I have a dataset with 39 categorical and 27 numerical features. I am trying to encode the categorical data and need to be able to inverse transform and call transform for each column again. Is there a prettier way of doing it than defining 39 separate LabelEncoder instances, and then fit_transform to each column individually?
I feel like I am missing something obvious, but I cant figure it out!
enc = LabelEncoder
cat_feat = [col for col in input_df2.columns if input_df2[col].dtype == 'object']
cat_feat = np.asarray(cat_feat)
le1 =LabelEncoder()
le2 =LabelEncoder()
le3 =LabelEncoder()
...
#extended to le39
def label(input):
input.iloc[:, 1] = le1.fit_transform(input.iloc[:, 1])
input.iloc[:, 3] = le1.fit_transform(input.iloc[:, 3])

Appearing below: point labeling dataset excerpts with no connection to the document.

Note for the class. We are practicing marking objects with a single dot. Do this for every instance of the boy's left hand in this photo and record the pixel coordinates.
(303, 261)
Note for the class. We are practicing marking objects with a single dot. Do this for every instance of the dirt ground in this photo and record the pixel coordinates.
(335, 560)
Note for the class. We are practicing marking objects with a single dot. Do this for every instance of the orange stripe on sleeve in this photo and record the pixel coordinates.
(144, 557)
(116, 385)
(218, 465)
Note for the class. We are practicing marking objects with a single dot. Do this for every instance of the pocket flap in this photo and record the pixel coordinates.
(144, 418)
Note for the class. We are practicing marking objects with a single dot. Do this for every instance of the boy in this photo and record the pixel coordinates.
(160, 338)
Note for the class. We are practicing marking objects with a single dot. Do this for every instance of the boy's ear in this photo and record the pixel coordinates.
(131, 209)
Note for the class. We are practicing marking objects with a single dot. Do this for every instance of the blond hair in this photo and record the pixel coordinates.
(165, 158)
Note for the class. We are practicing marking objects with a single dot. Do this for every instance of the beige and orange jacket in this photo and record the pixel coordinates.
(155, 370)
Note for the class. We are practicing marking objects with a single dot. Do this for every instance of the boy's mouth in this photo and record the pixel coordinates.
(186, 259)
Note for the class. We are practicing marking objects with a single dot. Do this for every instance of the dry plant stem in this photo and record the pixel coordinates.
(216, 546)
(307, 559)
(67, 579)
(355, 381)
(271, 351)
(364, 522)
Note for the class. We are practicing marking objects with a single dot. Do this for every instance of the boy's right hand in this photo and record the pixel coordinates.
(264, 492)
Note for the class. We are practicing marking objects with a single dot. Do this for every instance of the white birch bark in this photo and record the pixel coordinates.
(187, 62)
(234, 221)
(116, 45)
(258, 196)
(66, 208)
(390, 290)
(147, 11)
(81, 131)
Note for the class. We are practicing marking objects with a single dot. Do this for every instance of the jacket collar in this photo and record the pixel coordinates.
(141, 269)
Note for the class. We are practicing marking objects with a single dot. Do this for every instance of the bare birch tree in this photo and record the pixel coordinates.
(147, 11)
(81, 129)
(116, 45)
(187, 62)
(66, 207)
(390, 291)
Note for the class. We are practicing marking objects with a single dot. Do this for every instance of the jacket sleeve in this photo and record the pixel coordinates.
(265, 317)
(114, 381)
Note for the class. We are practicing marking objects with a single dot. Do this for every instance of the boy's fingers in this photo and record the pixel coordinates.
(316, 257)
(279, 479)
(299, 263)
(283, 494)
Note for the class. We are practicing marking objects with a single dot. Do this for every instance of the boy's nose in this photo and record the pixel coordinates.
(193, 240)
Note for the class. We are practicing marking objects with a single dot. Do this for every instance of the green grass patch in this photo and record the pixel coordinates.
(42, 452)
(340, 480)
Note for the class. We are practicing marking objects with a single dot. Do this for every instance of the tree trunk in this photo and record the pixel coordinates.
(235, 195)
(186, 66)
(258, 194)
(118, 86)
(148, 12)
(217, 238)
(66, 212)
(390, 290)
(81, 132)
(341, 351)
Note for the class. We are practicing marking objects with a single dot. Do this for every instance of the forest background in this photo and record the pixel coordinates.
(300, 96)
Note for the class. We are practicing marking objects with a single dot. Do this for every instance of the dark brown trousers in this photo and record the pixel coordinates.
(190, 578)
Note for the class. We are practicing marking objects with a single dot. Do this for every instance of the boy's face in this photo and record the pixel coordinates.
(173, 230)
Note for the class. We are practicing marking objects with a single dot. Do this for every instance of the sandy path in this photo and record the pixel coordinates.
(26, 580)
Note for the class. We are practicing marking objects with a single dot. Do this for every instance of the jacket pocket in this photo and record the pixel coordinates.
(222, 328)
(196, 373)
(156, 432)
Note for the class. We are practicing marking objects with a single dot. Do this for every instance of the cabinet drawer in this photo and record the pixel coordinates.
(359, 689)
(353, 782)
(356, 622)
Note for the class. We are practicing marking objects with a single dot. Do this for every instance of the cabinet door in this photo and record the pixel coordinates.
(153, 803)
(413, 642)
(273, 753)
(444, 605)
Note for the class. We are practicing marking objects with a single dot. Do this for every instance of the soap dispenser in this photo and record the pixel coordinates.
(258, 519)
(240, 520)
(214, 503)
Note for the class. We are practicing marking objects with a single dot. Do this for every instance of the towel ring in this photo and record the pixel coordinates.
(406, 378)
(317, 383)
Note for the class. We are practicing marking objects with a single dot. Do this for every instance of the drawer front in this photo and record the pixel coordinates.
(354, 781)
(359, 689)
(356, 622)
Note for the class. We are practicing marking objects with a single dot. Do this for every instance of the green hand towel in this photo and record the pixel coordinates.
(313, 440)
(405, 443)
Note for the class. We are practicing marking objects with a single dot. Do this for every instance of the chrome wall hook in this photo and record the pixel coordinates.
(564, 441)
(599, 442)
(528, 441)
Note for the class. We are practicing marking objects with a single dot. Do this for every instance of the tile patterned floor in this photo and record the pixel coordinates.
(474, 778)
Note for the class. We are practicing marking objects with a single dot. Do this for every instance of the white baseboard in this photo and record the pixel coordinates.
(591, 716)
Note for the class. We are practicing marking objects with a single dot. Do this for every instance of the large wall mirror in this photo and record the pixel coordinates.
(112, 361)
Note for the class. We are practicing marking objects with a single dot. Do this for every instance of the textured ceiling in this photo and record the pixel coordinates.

input.iloc[:, 4] = le1.fit_transform(input.iloc[:, 4])
...
return input
DataFrame.apply
is just for this. It will call the specified function for each column of the dataframe (or each row, if you pass it axis=1
):
encoders = []
def apply_label_encoder(col):
le = LabelEncoder()
encoders.append(le)
le.fit_transform(col)
return
input_df.iloc[:, 1:] = input_df.iloc[:, 1:].apply(apply_label_encoder)